Affiliation: Google Brain & UC Berkeley

Website: https://natashajaques.ai

Bio: Natasha Jaques holds a joint position as a Senior Research Scientist at Google Brain and Visiting Postdoctoral Scholar at UC Berkeley. Her research focuses on Social Reinforcement Learning in multi-agent and human-AI interactions. Natasha completed her PhD at MIT, where her thesis received the Outstanding PhD Dissertation Award from the Association for the Advancement of Affective Computing. Her work has also received Best Demo at NeurIPS, an honourable mention for Best Paper at ICML, Best of Collection in the IEEE Transactions on Affective Computing, and Best Paper at the NeurIPS workshops on ML for Healthcare and Cooperative AI. She has interned at DeepMind, Google Brain, and was an OpenAI Scholars mentor. Her work has been featured in Science Magazine, Quartz, IEEE Spectrum, MIT Technology Review, Boston Magazine, and on CBC radio. Natasha earned her Masters degree from the University of British Columbia, and undergraduate degrees in Computer Science and Psychology from the University of Regina. More about Natasha, but more importantly her research, can be found on her website: https://natashajaques.ai

Title: Social Reinforcement Learning

Abstract: Social learning helps humans and animals rapidly adapt to new circumstances, coordinate with others, and drives the emergence of complex learned behaviors. What if it could do the same for AI? This talk describes how Social Reinforcement Learning in multi-agent and human-AI interactions can address fundamental issues in AI such as learning and generalization, while improving social abilities like coordination. I propose a unified method for improving coordination and communication based on causal social influence. I then demonstrate that multi-agent training can be a useful tool for improving learning and generalization. I present PAIRED, in which an adversary learns to construct training environments to maximize regret between a pair of learners, leading to the generation of a complex curriculum of environments. Agents trained with PAIRED generalize more than 20x better to unknown test environments. Finally, I demonstrate the difference between social learning and imitation learning, and present a method for selectively learning who and what to imitate by computing when following other agents’ policies would pay off under the learner’s own preferences. Together, this work argues that Social RL is a valuable approach for developing more general, sophisticated, and cooperative AI.

Bei Peng

Affiliation: University of Liverpool

Website: https://beipeng.github.io/

Bio: Bei Peng is currently a Lecturer (Assistant Professor) in the Department of Computer Science at the University of Liverpool. Her research focuses mainly on deep reinforcement learning, multi-agent systems, interactive machine learning, and curriculum learning. Prior to Liverpool, Bei was a Postdoctoral Researcher in reinforcement learning at the Whiteson Research Lab at the University of Oxford, and a Non-Stipendiary Lecturer in Computer Science at St Catherine's College. Bei received a B.S. in Computer Science from the Huazhong University of Science and Technology in China in 2012 and a Ph.D. in Computer Science from the Washington State University in 2018.

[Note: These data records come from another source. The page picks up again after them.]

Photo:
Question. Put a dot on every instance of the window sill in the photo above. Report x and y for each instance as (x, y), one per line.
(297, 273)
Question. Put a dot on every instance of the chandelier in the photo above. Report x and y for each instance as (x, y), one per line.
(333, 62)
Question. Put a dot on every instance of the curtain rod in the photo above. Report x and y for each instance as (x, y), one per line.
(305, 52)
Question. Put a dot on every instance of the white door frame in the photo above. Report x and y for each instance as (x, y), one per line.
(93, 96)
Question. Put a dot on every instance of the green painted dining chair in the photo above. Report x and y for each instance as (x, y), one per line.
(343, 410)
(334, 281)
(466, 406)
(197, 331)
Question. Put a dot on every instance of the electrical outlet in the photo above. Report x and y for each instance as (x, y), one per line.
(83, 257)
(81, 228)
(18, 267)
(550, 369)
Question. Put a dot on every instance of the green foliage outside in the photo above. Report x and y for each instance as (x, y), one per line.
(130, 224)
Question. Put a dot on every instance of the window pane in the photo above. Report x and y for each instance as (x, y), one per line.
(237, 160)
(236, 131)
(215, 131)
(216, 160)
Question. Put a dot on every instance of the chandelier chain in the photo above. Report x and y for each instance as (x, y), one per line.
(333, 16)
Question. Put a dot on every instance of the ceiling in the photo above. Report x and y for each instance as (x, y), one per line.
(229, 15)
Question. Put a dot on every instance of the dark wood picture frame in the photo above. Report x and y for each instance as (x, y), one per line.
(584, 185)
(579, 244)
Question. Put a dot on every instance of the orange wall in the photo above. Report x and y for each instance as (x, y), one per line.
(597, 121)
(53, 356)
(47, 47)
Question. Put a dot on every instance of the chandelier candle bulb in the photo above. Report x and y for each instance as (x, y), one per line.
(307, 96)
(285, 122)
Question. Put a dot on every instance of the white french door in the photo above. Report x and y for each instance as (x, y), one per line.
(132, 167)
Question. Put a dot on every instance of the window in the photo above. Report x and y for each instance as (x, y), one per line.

Title: Cooperative Multi-Agent Reinforcement Learning

Abstract: Many real-world learning problems involve multiple agents acting and interacting in the same environment to achieve some common goal, which can be naturally modelled as cooperative multi-agent systems. In this talk, I first overview some of the key challenges we focus on in cooperative multi-agent reinforcement learning. I then focus on discussing two of our recent work on addressing some of these challenges. In one work, we show how overestimation in deep multi-agent Q-learning can be more severe than previously acknowledged and can lead to divergent learning behaviour in practice. We propose a method that uses a new regularisation-based update scheme and an approximate softmax operator, to reduce the potential overestimation bias. In another work, we propose a deep multi-agent actor-critic method that uses a centralised but factored critic and a new centralised policy gradient, to enable more efficient and scalable learning in both discrete and continuous cooperative tasks. Finally, I present Multi-Agent MuJoCo, a new comprehensive benchmark suite that we developed, based on the popular single-agent MuJoCo benchmark, to allow the study of decentralised continuous control

Patrick MacAlpine

Affiliation: Sony AI

Bio: Patrick MacAlpine is a research scientist at Sony AI, and his research spans the areas of autonomous multiagent systems, robotics, and machine learning with an emphasis on reinforcement learning. He completed a Ph.D. in the computer science department at the University of Texas at Austin where he was advised by Peter Stone. During his Ph.D. Patrick served as the team leader of the robot soccer UT Austin Villa RoboCup 3D Simulation League team, and much of his dissertation work contributed to the team winning the RoboCup 3D Simulation League world championship multiple years. Patrick received both bachelor’s and master’s degrees in electrical engineering from Rice University. Prior to joining Sony AI, Patrick was a postdoctoral researcher in the reinforcement learning group at Microsoft Research.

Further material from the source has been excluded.